A Novel Cecropin D-Derived Short Cationic Antimicrobial Peptide Exhibits Antibacterial Activity Against Wild-Type and Multidrug-Resistant Strains of Klebsiella pneumoniae and Pseudomonas aeruginosa. 一种新型天蝎素d衍生的短阳离子抗菌肽对肺炎克雷伯菌和铜绿假单胞菌的野生型和多重耐药菌株具有抗菌活性。
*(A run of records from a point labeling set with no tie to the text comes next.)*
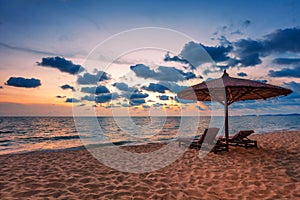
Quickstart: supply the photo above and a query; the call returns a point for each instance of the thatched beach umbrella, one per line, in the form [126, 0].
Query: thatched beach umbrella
[227, 90]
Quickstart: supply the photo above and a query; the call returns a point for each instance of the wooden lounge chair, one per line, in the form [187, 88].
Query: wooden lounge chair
[211, 143]
[193, 141]
[241, 139]
[207, 141]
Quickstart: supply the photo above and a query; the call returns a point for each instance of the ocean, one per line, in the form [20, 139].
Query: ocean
[25, 134]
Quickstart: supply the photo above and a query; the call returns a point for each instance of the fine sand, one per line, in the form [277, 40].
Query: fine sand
[270, 172]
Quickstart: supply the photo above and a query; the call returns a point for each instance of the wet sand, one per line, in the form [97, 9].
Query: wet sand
[270, 172]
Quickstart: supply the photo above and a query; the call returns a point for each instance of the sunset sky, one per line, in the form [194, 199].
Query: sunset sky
[46, 48]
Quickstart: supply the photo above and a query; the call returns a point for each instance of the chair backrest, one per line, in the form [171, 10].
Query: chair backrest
[201, 139]
[245, 133]
[211, 134]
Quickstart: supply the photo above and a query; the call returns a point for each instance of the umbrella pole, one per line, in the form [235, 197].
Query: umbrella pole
[226, 125]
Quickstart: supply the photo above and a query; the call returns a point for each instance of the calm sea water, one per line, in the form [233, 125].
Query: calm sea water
[24, 134]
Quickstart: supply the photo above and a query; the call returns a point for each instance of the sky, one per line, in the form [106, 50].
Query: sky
[62, 57]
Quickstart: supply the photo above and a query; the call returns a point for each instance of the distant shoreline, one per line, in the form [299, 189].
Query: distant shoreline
[252, 115]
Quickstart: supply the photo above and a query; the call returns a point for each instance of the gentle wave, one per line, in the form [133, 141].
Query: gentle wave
[23, 134]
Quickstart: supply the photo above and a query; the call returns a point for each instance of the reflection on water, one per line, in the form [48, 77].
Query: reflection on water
[19, 134]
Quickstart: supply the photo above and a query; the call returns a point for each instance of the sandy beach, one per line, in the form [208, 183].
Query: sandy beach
[270, 172]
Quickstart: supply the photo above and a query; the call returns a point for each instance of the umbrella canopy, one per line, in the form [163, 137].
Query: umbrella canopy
[227, 90]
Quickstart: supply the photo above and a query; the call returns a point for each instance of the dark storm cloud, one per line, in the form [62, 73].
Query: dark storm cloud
[138, 95]
[249, 52]
[137, 102]
[91, 79]
[171, 86]
[125, 87]
[72, 100]
[261, 80]
[164, 97]
[242, 74]
[283, 40]
[218, 53]
[168, 58]
[286, 61]
[95, 90]
[23, 82]
[195, 54]
[66, 86]
[24, 49]
[286, 72]
[184, 101]
[155, 88]
[103, 98]
[162, 73]
[61, 64]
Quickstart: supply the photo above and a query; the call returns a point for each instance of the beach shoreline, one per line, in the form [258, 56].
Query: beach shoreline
[270, 172]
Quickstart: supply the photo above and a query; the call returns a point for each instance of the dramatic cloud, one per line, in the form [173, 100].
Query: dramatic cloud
[95, 90]
[92, 79]
[66, 86]
[164, 97]
[125, 87]
[103, 98]
[283, 40]
[24, 49]
[168, 58]
[286, 72]
[195, 53]
[72, 100]
[286, 61]
[155, 88]
[137, 102]
[184, 101]
[178, 59]
[242, 74]
[23, 82]
[261, 81]
[61, 64]
[162, 73]
[173, 87]
[249, 51]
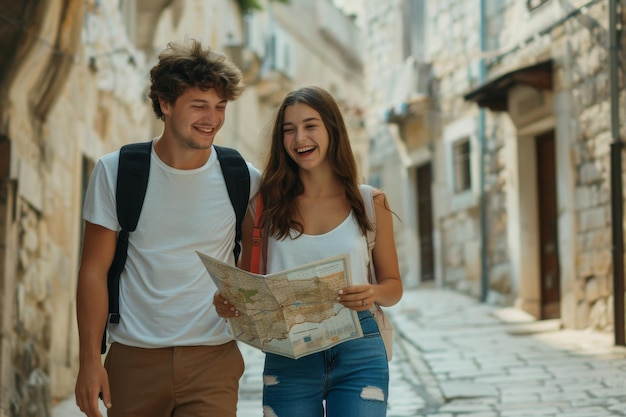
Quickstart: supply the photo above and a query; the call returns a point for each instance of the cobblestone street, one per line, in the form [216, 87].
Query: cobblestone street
[456, 357]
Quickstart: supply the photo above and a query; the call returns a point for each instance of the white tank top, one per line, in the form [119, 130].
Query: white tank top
[346, 238]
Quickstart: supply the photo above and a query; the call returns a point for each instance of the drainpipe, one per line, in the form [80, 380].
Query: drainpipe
[484, 276]
[617, 199]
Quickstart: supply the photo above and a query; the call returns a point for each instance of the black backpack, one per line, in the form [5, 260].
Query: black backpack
[132, 182]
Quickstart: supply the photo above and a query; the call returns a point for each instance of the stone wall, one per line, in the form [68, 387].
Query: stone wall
[578, 46]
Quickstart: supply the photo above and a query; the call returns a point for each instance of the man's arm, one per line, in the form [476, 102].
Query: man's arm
[92, 309]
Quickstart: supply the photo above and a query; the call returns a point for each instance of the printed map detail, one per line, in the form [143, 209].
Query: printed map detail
[291, 313]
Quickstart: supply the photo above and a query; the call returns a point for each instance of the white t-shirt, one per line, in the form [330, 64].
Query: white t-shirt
[346, 238]
[166, 294]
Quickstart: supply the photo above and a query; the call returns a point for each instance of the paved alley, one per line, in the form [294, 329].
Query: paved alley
[456, 357]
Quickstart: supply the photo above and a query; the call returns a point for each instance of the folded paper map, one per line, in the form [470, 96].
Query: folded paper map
[291, 313]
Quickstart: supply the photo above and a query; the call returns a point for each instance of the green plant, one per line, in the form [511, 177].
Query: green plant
[248, 6]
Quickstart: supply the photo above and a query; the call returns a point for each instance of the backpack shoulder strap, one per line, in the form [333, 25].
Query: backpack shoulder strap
[237, 178]
[132, 183]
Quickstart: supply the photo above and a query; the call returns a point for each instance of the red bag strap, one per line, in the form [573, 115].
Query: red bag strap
[257, 238]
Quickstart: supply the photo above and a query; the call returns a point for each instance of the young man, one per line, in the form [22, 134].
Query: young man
[170, 354]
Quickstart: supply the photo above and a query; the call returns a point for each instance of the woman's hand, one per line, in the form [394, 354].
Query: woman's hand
[223, 307]
[357, 297]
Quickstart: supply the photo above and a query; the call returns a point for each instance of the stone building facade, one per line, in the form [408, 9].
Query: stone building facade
[73, 86]
[502, 144]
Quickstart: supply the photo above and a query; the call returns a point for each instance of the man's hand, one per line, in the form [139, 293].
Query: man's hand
[92, 385]
[223, 307]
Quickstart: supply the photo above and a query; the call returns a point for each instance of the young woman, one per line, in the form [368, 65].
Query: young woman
[313, 210]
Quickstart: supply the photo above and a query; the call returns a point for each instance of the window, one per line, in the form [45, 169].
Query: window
[461, 155]
[533, 4]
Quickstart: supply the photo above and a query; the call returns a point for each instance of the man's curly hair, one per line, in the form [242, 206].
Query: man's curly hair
[185, 65]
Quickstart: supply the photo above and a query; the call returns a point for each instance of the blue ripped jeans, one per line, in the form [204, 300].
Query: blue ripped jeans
[353, 378]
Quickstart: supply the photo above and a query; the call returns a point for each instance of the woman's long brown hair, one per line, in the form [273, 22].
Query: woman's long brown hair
[281, 184]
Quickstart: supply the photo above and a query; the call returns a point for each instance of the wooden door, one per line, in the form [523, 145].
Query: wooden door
[548, 226]
[425, 222]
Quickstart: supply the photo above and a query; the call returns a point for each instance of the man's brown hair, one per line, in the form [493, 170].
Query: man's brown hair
[185, 65]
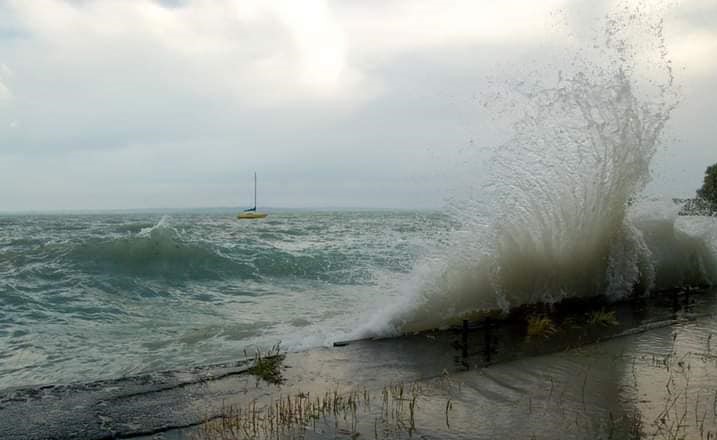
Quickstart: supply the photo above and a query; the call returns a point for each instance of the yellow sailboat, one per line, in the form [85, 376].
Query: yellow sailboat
[251, 213]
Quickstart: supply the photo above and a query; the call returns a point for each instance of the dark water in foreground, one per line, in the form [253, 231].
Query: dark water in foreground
[652, 373]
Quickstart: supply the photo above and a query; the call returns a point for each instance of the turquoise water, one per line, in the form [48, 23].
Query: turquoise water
[92, 296]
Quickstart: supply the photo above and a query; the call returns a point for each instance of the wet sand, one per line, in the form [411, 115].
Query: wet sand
[652, 374]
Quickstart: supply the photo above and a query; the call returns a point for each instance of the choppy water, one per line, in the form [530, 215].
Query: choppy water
[90, 296]
[561, 214]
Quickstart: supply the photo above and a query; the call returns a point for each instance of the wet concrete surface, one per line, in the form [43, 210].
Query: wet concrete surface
[502, 374]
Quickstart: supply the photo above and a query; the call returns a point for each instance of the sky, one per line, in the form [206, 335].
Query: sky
[120, 104]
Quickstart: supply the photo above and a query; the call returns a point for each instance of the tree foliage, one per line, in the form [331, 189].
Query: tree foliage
[708, 192]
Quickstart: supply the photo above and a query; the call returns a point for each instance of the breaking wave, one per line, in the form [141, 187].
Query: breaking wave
[156, 250]
[562, 214]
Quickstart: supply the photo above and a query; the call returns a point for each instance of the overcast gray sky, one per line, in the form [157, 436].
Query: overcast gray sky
[174, 103]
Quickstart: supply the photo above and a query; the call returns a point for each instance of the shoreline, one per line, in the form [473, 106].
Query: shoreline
[170, 403]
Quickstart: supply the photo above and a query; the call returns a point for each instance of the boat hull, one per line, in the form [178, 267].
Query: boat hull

IF 2.6 4区生物学 Q4 EVOLUTIONARY BIOLOGY

Evolutionary Bioinformatics

Pub Date : 2020-06-26 eCollection Date: 2020-01-01 DOI: 10.1177/1176934320936266

Iván Darío Ocampo-Ibáñez, Yamil Liscano, Sandra Patricia Rivera-Sánchez, José Oñate-Garzón, Ashley Dayan Lugo-Guevara, Liliana Janeth Flórez-Elvira, Maria Cristina Lesmes

Infections caused by multidrug-resistant (MDR) Pseudomonas aeruginosa and Klebsiella pneumoniae are a serious worldwide public health concern due to the ineffectiveness of empirical antibiotic therapy. Therefore, research and the development of new antibiotic alternatives are urgently needed to control these bacteria. The use of cationic antimicrobial peptides (CAMPs) is a promising candidate alternative therapeutic strategy to antibiotics because they exhibit antibacterial activity against both antibiotic susceptible and MDR strains. In this study, we aimed to investigate the in vitro antibacterial effect of a short synthetic CAMP derived from the ΔM2 analog of Cec D-like (CAMP-CecD) against clinical isolates of K pneumoniae (n = 30) and P aeruginosa (n = 30), as well as its hemolytic activity. Minimal inhibitory concentrations (MICs) and minimal bactericidal concentrations (MBCs) of CAMP-CecD against wild-type and MDR strains were determined by the broth microdilution test. In addition, an in silico molecular dynamic simulation was performed to predict the interaction between CAMP-CecD and membrane models of K pneumoniae and P aeruginosa. The results revealed a bactericidal effect of CAMP-CecD against both wild-type and resistant strains, but MDR P aeruginosa showed higher susceptibility to this peptide with MIC values between 32 and >256 μg/mL. CAMP-CecD showed higher stability in the P aeruginosa membrane model compared with the K pneumoniae model due to the greater number of noncovalent interactions with phospholipid 1-Palmitoyl-2-oleyl-sn-glycero-3-(phospho-rac-(1-glycerol)) (POPG). This may be related to the boosted effectiveness of the peptide against P aeruginosa clinical isolates. Given the antibacterial activity of CAMP-CecD against wild-type and MDR clinical isolates of P aeruginosa and K pneumoniae and its nonhemolytic effects on human erythrocytes, CAMP-CecD may be a promising alternative to conventional antibiotics.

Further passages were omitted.